One of the best ways to plan out your shoot is to create a shot list. Though this may seem like a simple task, you should be careful to keep it clean and organized in order to get the most accurate preview of your scene.

Step 1: Do Not Edit

The first thing to know when making a shot list is that you do not want to be editing your movie as you are shooting it. If you are new to this process, in all likelihood you are watching your movie in its end form as you envision your scene. So, you would be seeing a close up on Jill when she speaks, close up of Jack as he says his line, then back to close up on Jill. Do not write this as 3 shots. This is 2 shots: a close up of Jill and a close up of Jack. You are not going to shoot Jill's lines one at a time. If you have trouble wrapping your head around this, you can first write out your pre-edited version of things, then adjust it to a shooting version.

Step 2: Frame Sizes

There are many things that you will want to note in your shot list in order to keep it informative. One of these things is frame size. Frame size is measured by how much of a person is showing in the frame. A wide shot shows the full body of a person from head to toe. A medium wide (abbreviate as MW) is commonly referred to as a cowboy shot and goes from head to knees. A medium shot (write MED) goes down to the waist. A medium close up (MCU) goes from the chest up. A close up (CU) is just the face. An extreme close up (ECU) shows only details such as eyes or a hand. You should also specify whether these shots are singles (only one person), 2-shots, etc. Note that close up does not mean single. Keep these definitions in mind to create the most accurate shot list.

Step 3: Angles

You will also need to specify what kind of angle you have your camera shooting the subject from. Not all of your shots will be straight on or frontal. Some will be profile shots meaning from the side. You may also want to have a shot looking down on the character, which you would note as high-angle.
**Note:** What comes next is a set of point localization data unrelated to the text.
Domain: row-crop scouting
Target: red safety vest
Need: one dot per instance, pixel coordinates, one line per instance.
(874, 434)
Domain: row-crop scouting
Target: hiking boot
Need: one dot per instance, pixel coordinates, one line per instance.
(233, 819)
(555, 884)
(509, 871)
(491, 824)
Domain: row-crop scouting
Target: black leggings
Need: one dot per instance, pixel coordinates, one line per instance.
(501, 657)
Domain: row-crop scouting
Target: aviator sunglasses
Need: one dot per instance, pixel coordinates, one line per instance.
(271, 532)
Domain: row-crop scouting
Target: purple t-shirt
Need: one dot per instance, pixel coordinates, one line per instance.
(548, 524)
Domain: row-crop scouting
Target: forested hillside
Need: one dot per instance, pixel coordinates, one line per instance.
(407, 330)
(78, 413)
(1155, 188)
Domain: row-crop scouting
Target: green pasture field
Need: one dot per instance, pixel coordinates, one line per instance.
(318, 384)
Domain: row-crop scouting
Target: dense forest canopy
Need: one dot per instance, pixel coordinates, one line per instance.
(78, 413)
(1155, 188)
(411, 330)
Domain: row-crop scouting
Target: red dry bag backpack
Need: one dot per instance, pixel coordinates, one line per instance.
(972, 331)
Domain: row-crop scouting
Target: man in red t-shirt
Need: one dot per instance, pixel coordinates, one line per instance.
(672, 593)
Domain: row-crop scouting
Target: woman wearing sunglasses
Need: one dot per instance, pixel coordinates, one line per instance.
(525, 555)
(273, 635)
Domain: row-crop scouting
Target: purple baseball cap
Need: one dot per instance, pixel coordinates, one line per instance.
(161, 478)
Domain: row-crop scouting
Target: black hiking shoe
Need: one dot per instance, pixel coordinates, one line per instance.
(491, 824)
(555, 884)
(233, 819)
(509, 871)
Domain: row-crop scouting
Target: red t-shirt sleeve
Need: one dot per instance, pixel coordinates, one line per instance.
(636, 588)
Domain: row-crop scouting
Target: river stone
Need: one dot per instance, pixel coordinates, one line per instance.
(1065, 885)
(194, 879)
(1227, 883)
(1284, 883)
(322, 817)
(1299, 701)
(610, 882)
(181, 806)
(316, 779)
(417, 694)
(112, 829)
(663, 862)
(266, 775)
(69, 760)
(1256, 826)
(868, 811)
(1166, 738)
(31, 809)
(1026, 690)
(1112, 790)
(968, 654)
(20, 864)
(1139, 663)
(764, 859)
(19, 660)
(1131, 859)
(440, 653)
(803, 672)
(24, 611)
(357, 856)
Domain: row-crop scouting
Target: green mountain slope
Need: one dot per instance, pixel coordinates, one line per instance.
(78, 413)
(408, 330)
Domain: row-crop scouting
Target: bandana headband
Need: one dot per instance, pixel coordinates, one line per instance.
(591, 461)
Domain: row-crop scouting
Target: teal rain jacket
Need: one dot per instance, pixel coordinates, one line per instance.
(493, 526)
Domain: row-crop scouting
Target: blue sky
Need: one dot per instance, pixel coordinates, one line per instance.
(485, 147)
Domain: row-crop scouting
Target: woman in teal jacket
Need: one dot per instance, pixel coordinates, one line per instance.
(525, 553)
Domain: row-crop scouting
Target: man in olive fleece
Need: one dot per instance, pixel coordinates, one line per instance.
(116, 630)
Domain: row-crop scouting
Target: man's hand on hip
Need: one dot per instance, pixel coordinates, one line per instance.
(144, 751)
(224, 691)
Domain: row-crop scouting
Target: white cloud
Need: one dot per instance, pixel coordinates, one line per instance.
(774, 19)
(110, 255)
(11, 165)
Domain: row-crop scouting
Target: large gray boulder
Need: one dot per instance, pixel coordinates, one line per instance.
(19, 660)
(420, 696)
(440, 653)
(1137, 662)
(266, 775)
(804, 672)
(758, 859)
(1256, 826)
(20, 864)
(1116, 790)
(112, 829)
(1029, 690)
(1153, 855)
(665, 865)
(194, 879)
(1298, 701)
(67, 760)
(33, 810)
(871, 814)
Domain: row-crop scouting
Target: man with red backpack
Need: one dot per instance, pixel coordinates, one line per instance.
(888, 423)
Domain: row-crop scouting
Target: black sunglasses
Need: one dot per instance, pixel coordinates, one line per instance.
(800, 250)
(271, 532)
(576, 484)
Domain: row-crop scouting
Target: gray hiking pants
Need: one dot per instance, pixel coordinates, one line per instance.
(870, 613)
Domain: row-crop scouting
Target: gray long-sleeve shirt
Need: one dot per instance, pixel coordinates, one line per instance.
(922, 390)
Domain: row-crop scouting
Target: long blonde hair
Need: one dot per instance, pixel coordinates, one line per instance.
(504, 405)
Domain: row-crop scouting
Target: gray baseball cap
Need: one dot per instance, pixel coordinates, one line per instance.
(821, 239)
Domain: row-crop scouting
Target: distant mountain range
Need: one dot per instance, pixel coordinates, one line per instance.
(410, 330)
Predictably, low-angle shots come from below. During coverage, you may want to see a piece of the character to which your subject is speaking. This is a dirty shot or an over the shoulder (OTS).

Step 4: Movement

In some cases, you will have a dolly or zoom planned. For this you should describe the frame at the beginning and the shot and then the frame at the end. If there are any key frames in between, then you can describe this as well. Make sure it is clear that this is all one shot.

Shot lists will help you schedule your movie and make sure that you get all the coverage that you want. To keep communication at its best, write your shot list precisely.